F S A
Forum Social Africain

 

 

 

Index  /  Lusaka 2004

 


LUTTE CONTRE LA PAUVRETÉ AU MALI 

La société civile crache dans la soupe 

(Panos Infos) - «Le Cadre stratégique de lutte contre la pauvreté (Cslp) permet au Mali de répondre à un double défi : élaborer une politique nationale capable d'assurer une croissance forte et durable, et mettre en oeuvre les voies et moyens permettant d'intégrer les pauvres dans ce processus de croissance et de développement». Coordinateur du cadre stratégique de lutte contre la pauvreté au Mali, M. Sékouba Diarra, n'a ainsi aucun doute quant à l'efficacité de ce document élaboré sous la houlette de la Banque mondiale. Face à ce discours, M. Samba Tembély de Jubilé 2000 Mali élève des objections. «Le Cslp parachève plutôt le travail que les programmes d'ajustements structurel (Pas) ont commencé dans les années 1980. L'objectif fondamental est d'ouvrir nos marchés aux multinationales. Sinon, comment comprendre que la privatisation de nos sociétés d'État soit l'une des principales conditionnalités ? Les Pas n'exigeaient pas autre chose», argumente-t-il.  
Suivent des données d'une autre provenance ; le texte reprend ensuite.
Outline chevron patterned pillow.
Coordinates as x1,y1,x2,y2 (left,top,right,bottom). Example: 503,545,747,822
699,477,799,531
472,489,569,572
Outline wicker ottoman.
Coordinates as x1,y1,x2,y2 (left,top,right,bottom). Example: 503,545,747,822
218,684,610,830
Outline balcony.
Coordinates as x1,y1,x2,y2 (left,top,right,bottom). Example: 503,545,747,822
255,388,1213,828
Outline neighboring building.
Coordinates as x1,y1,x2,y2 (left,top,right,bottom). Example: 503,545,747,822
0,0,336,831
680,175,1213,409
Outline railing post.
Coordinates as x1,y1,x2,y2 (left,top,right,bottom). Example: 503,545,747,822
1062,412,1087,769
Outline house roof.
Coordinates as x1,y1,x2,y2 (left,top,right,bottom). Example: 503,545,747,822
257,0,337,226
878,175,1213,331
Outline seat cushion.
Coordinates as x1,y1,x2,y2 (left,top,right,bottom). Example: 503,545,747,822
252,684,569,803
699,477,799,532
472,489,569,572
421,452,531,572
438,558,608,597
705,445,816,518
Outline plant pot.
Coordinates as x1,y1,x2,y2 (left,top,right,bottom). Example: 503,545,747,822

Sur le plateau de la libéralisation et de privatisation des entreprises publiques maliennes, M. Tembély jette un lourd passif. En 2003, ils ont ainsi été six cents travailleurs à se retrouver au chômage, avec le projet de privatisation de la Compagnie malienne de développement des textiles (Cmdt). Cette opération était une des conditionnalités exigées par les bailleurs de fonds pour la mise en oeuvre du Cslp. M. Tembély enfonce le clou en ajoutant que le Nouveau partenariat pour le développement de l'Afrique (Nepad) participe de cette même stratégie qui consiste à servir le continent noir sur un plateau à l'appétit glouton des multinationales. Et ce n'est pas Mme Aminata Dramane Traoré, autre figure marquante du mouvement social africain, qui met un bémol, elle qui fustige «l'empressement des chefs d'État africains à s'embarquer dans le bateau du Nepad dont l'objectif n'est autre que de nous livrer pieds et poings liés aux fers de lance du néolibéralisme que sont les multinationales».  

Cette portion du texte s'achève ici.